神奈川歯科大学 歯学部

21世紀型研究(1)

多くの患者様の生活レベルの向上に貢献

半田 慶介教授

しっかりとした顎の骨がなければ噛みにくい

重度歯周病などで多数の歯を失うと顎の骨も大規模で失ってしまいます。この状態を水平性骨欠損といい、十分量の顎の骨がないとインプラント治療が困難であり、義歯が安定しないため食事が取りにくくなります。
噛めないことは脳神経疾患や循環器疾患、腸疾患などの全身疾患に対する発症リスクを誘発するばかりか脳認知機能にも悪影響を与えると言われています(図1)。

図1

骨の再生技術の現状について

一部の失った顎の骨を治す治療方法は自家骨移植(自分の顎の骨や腸骨を移植すること)やバイオセラミックスをはじめとした骨補填剤や生物製剤(エムドゲインやリグロス)によって確立しています。
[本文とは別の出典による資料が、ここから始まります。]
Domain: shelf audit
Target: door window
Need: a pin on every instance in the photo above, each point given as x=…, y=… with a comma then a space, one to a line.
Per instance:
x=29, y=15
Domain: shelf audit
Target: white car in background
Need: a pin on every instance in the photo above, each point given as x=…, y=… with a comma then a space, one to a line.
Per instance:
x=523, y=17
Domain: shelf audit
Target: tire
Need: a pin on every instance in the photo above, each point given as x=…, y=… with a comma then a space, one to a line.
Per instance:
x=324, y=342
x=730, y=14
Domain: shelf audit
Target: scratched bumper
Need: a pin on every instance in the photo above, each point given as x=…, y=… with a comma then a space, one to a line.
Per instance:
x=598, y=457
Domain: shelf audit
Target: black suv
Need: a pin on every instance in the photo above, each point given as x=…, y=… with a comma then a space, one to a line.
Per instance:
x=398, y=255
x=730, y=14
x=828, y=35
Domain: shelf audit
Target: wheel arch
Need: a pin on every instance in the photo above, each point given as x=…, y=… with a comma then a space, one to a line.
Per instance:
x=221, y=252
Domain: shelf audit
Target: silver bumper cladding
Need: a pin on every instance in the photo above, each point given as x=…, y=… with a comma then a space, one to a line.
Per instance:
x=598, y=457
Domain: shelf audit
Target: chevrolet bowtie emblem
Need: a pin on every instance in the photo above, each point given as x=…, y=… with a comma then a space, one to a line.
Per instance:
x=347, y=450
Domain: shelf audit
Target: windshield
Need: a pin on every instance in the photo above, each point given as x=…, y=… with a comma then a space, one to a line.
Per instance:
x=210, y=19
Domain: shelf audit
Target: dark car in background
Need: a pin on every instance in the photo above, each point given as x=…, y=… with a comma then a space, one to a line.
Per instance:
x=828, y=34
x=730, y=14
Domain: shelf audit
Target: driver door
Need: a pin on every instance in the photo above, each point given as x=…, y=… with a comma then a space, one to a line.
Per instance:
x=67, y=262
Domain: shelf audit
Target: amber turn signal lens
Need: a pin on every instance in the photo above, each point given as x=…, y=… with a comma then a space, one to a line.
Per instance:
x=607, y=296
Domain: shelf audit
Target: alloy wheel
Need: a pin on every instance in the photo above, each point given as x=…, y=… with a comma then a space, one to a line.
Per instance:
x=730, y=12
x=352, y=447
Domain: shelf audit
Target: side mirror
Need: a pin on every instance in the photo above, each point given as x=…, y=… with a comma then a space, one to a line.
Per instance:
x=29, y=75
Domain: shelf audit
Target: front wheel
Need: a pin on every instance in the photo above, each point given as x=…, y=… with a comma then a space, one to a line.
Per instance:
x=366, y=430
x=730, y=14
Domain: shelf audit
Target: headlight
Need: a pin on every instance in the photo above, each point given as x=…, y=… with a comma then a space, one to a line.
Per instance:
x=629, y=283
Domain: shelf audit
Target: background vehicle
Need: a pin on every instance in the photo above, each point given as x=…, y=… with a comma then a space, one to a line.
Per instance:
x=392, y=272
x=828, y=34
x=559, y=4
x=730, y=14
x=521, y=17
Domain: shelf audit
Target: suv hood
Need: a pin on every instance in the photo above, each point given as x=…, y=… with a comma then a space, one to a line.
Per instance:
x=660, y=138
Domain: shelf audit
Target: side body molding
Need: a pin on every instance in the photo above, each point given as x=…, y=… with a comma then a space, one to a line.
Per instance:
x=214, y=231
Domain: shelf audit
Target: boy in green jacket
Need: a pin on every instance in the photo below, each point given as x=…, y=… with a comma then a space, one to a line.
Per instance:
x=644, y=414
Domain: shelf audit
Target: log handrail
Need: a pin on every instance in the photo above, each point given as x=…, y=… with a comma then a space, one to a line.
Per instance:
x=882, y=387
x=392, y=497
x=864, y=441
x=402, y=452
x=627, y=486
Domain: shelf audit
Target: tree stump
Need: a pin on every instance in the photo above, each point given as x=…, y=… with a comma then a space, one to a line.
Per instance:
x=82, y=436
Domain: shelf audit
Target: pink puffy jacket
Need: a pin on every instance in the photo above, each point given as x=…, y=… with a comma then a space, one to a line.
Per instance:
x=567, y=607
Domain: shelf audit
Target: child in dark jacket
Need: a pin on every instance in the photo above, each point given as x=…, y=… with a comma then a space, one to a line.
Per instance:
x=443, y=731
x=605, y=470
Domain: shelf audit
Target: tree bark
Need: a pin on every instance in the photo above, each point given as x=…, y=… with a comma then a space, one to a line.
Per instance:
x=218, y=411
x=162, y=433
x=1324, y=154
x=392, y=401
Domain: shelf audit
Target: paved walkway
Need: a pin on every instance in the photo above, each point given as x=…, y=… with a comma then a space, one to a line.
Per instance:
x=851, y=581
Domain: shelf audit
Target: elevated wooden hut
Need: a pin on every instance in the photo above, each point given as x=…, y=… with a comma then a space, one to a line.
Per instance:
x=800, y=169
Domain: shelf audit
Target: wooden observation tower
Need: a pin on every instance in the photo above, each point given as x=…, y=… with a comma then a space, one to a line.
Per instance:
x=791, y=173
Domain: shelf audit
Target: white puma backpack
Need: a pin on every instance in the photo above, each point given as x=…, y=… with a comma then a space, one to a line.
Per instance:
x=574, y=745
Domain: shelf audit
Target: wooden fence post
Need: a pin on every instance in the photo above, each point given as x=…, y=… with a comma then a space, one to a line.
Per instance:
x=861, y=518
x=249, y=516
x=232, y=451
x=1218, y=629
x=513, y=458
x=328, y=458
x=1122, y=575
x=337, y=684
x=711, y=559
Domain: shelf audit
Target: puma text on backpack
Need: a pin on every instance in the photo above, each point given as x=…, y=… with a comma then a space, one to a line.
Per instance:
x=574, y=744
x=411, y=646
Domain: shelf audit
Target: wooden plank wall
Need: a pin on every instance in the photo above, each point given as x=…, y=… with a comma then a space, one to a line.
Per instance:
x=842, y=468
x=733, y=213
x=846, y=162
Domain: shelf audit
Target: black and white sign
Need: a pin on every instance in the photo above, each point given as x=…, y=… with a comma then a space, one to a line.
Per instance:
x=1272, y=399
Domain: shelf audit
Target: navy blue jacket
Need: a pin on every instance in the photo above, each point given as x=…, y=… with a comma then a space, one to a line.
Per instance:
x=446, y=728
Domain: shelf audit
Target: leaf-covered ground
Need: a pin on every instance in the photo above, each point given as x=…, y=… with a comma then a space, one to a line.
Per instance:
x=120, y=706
しかしながら水平性骨欠損はアンメットメディカルニーズ(治療方法のない疾患)の一つです。

どのように顎の骨を再生させるか

骨が再生するためには、4つの要素①骨を作る細胞(骨芽細胞や破骨細胞)、②細胞が増殖できる環境(足場材)、③細胞が増えるための栄養(増殖因子)、④栄養供給のための血管(血管新生)、が揃うことが条件です(図2)。そこで私たちの研究グループは、高齢の治療対象者から負担が少なく容易に採取できる骨を作る細胞に注目して研究をスタートさせました。
現在、自己由来の骨を作る細胞と血管新生が可能な足場材を組み合わせて3次元的に立体的な骨を再生させるプロジェクトに取り組んでいます(図3)。

図2図3

半田 慶介 PROFILE

神奈川歯科大学卒業後に同大学大学院歯学研究科に進学。同大学院修了後、国立がんセンター研究所、北海道医療大学、東北大学を経て2020年に神奈川歯科大学大学院教授に赴任。20年に渡り歯周組織(セメント質や歯槽骨)や象牙質の再生研究に従事し現在に至る。